Figure 2. Drug-induced inhibition of protein synthesis in ribosomes.

Inhibition of protein synthesis depicted as IC₅₀ (μM); IC₅₀ values represent the drug concentrations required to inhibit in vitro synthesis of firefly luciferase to 50%. (a) y axis: IC₅₀ mitohybrid ribosomes, x axis: IC₅₀ rabbit reticulocyte ribosomes; (b) y axis: IC₅₀ mitohybrid deafness ribosomes, x axis: IC₅₀ rabbit reticulocyte ribosomes.

Figure 3. In vivo activity of aminoglycoside compounds and comparators in a murine septicaemia model.

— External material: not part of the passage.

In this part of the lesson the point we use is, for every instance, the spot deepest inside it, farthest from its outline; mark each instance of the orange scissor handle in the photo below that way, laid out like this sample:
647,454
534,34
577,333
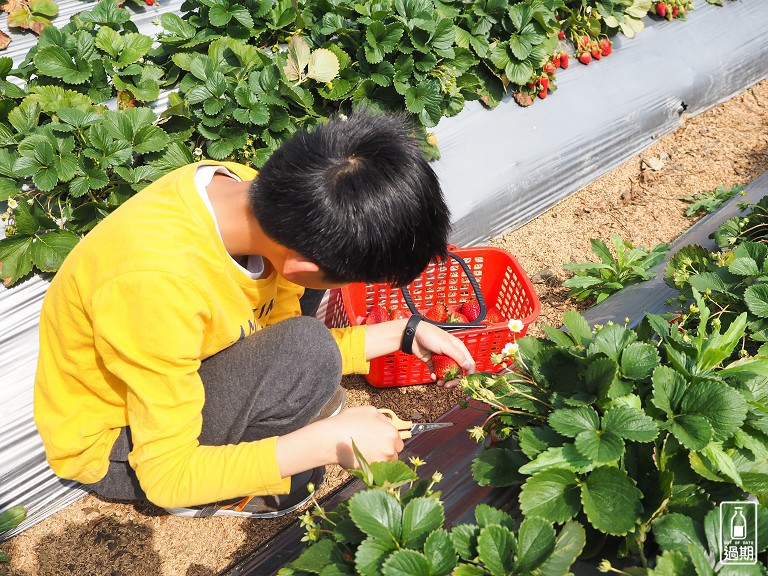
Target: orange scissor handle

(a) Bacterial burden in kidney, CFU per g tissue. (b) Bacterial burden in blood, CFU ml⁻¹. The CFU values for the individual animals are indicated by dots, the mean of the group (five mice per treatment group) by the bar. The log reduction compared with the vehicle control as well as the P-values (non-parametric Kruskal–Wallis using pairwise comparisons) are indicated as numbers above each group. Colour coding—pre-treatment: light grey; vehicle control: dark grey; 30: red; 39: orange; 37: green; amikacin: light blue; paromomycin: dark blue; linezolid: violet. LOD, limit of detection.

Figure 4. Structures of antibiotics bound to the decoding center of the 30S ribosomal subunit.

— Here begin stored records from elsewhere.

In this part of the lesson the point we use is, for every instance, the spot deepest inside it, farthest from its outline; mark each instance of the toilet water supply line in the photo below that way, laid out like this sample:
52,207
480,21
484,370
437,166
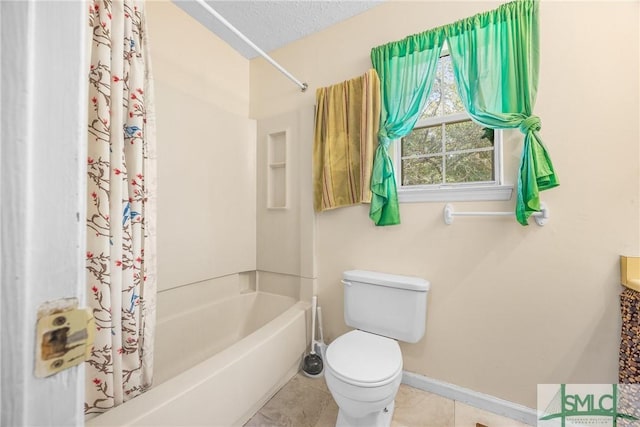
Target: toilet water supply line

(a) 3F_o—2F_c difference Fourier density around compound 1 (green) contoured at 1.0σ. (b) Superposition of antibiotics in the decoding center, colour coding as indicated by the numbering. (c) Decoding center of the 30S subunit (helix 44 of 16S RNA, orange; protein S12, light green), showing compound 1 in green. The conformation of A1492 and A1493 (grey) is shown. The benzyl ring is in proximity to the nucleobase of the flipped-out A1492. Also shown is a superposition with paromomycin (Par, salmon). (d) Superposition of helix 44 of 16S RNA for structures of 30S-compound 1 (green) and 30S-paromomycin (salmon, Protein Data Bank ID code 1FJG); the orientations of A1492 and A1493 that are flipped-out from helix 44 are tilted relative to the paromomycin structure. (e) View of compound 1 and loss of a hydrogen bond with O2P of A1493 compared with paromomycin. The benzyl ring is in proximity to the nucleobase of the flipped-out A1492.

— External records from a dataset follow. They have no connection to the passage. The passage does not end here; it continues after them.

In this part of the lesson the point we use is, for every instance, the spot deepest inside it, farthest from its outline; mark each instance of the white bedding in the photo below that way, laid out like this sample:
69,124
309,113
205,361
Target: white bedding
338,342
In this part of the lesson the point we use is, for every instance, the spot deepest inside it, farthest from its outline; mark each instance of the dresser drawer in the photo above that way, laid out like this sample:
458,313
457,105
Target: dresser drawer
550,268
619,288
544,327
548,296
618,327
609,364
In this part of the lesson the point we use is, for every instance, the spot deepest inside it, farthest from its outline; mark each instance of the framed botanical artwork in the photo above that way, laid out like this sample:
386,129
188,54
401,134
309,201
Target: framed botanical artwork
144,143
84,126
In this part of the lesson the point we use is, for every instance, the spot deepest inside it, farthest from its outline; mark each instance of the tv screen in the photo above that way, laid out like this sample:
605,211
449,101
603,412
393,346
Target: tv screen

Figure 5. Aminoglycoside-induced misreading.

Dose–response curves of aminoglycoside-induced misincorporation of amino acids using the H245R near-cognate mutant F-luc mRNA as template. Shown is luciferase activity upon translation of mutant template relative to wild-type F-luc mRNA (mean±s.d.; n=3). (a) Bacterial ribosomes; (b) rabbit reticulocyte ribosomes. 1 (filled circles), paromomycin (open circles) and apramycin (open triangles).